Bill eased the car to a stop. One-thirty.

"The hill," whispered Jonathan, and pointed to the left. His skeleton hands fluttered against the window.

There it was in bald ziggurat layers. Dorothy's hill.

"It's around here. It really is!" chuckled Bill.

"Hurry," said Jonathan.

As Bill drove, Jonathan seemed to fold up smaller and smaller on the front seat. He leaned back, mouth open. His lips were cracked. As the car bounced up onto the main road, he began to talk to someone.

"Sure they will be. I know they will be," he said, hoarse. "They'll be there."

Then Jonathan paused, as if listening.

"But you didn't die," Jonathan answered. "You grew up. Into me."

They came to the lane. rock spring, said the sign. The clump of trees was at the crossroads. Bill turned right and parked the car. The lane was unpaved, white gravel, and it led in a straight line to the ziggurat hill. A row of old-fashioned telephone poles ranged along it on the left, like a line of crucifixes.

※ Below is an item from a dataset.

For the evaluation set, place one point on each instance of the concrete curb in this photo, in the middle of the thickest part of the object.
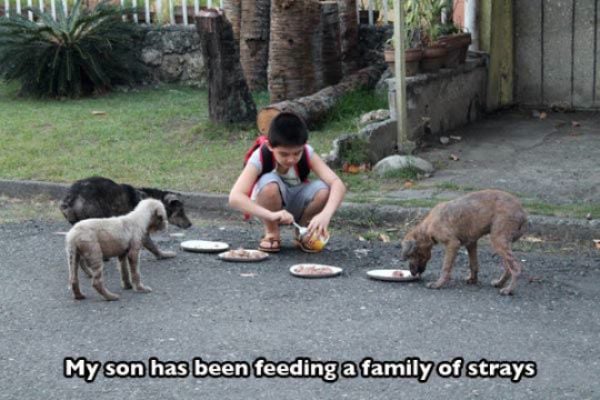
(365, 215)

Two huge farm machines stood some way away amidst the sorghum. On the other side of the lane, the field was harvested, bare earth, thrashed stalks. Everything was seen. Everything was visible.

Quarter to two. We've done it. Thank you, Jesus.

Bill patted Jonathan's knee. "Come on, kiddo," Bill said. "Let's go see it."

Jonathan still smiled. He didn't move.

"Come on, Jonathan."

"Yes, Daddy," he answered in a whisper. He stirred slowly.

Bill helped him out of the car. Bill got out the plat-book map and turned it upside down, south on the top.

"You're not going to believe this, Jay," said Bill, with a nervous chortle. "The Bakers' farm? That was it, Jonathan. That cabin. That was the house. That was where she lived."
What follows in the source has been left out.